Her throat tightened, and so did her fingers, until the bite of the keys forced her to relax. Was he asking just for general conversational purposes, or did he have something in mind?

Something in mind.
It was hard to just say it: dinner. More time together. A date. She didn’t even think of herself as a dating sort of person. Dating was for people who didn’t have the obligations she did, or the past, or the uncertain future.

“A few hours,” she said, wondering if her voice sounded as choked to him as it did to her. “As long as I’m in town. If I go out of town or it’s going to be longer than that, they go to their best friends’ house down the street. Their mom and I trade off sometimes so she and their dad can have date nights.”

Apparently, she’d developed the habit of talking too much when she was nervous. Why hadn’t someone pointed that out to her before?

Keegan was quiet, focused on gathering what little trash there was. When he’d done that, he looked up. “Could we have dinner? I’d be happy to get a pizza or take-out for the kids.”

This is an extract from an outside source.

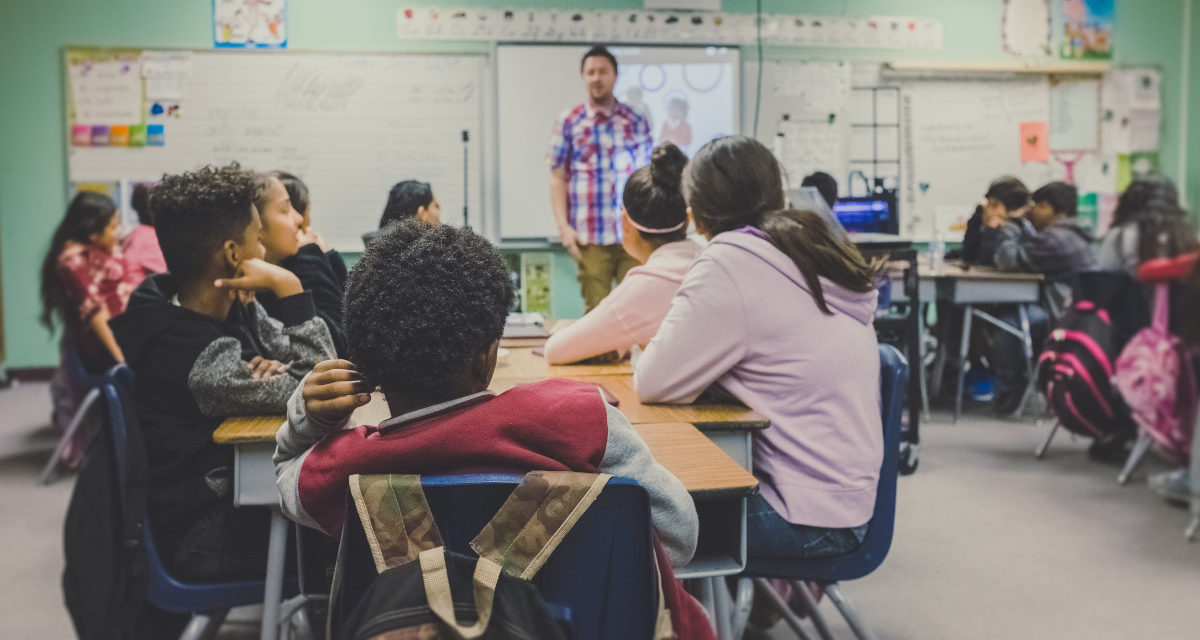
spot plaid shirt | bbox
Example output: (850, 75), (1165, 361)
(546, 102), (653, 245)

Therese’s nerves tingled as if an electric current hovered in the air, about to disperse its energy at any instant, setting her hair on end and her heart to pounding and maybe scorching her in the process. She should say yes. All the best friends in the world couldn’t disguise the fact that she missed having a man in her life. She
wasn’t
a nun. She
was
alive and breathing. And she liked Keegan.

The kids didn’t get take-out that often. Jacob wouldn’t care, and Abby would be so busy acting out that she wouldn’t notice. They would appreciate that there’d be no table to set, no blessing to sit through, no cleanup. They wouldn’t miss her.

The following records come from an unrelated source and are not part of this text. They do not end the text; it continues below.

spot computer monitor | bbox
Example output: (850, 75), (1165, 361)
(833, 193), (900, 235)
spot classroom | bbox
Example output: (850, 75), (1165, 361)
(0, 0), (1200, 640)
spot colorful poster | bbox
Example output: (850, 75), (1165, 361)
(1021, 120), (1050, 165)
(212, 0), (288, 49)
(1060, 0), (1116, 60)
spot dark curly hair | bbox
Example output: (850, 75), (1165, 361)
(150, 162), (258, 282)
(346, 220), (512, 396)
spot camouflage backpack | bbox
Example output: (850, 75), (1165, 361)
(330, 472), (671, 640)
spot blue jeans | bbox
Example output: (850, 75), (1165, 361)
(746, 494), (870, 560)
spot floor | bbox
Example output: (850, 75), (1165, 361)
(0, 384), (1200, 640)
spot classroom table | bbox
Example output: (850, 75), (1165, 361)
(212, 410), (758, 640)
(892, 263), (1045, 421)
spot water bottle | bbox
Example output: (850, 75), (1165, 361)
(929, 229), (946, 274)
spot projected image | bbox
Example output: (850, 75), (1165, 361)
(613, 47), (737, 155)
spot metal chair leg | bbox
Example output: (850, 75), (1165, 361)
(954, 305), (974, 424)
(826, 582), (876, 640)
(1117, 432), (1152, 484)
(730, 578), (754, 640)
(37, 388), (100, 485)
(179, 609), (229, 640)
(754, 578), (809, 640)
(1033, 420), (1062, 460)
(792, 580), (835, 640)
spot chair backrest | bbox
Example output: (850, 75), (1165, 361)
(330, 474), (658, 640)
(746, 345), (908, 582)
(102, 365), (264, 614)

She refused to acknowledge the tiny prick of disappointment inside her.

“All right. What are you in the mood for?” Her lips trembled into a sort of smile. “Please don’t say Mexican. That’s what Jacob wanted for dinner yesterday and the margarita club will be having for dinner tomorrow.”

“Lucky for you, I’m not hungry for Mexican.” He stood, and she pushed to her feet as well, reaching for the umbrella she’d leaned against the wall. “You have any place that serves catfish?”

She gave it a moment’s thought—a couple of barbecue joints, plus at least two home-style cooking restaurants. She chose Paul’s favorite, though. “Walleyed Joe’s. It’s on the northeast side of town. I can give you directions or I can pick you up after I take dinner to the kids and change clothes.”

“Or I can pick you up. I don’t need directions to your house,” he pointed out.

Pick her up. Like a real date. A real man-woman thing. She needed to go by the house anyway. He might be comfortable in damp clothes and shoes, but she wanted something dry against her skin. She could grab food for the kids, deliver the undies to Abby, and have an excuse for not sticking around for the fireworks.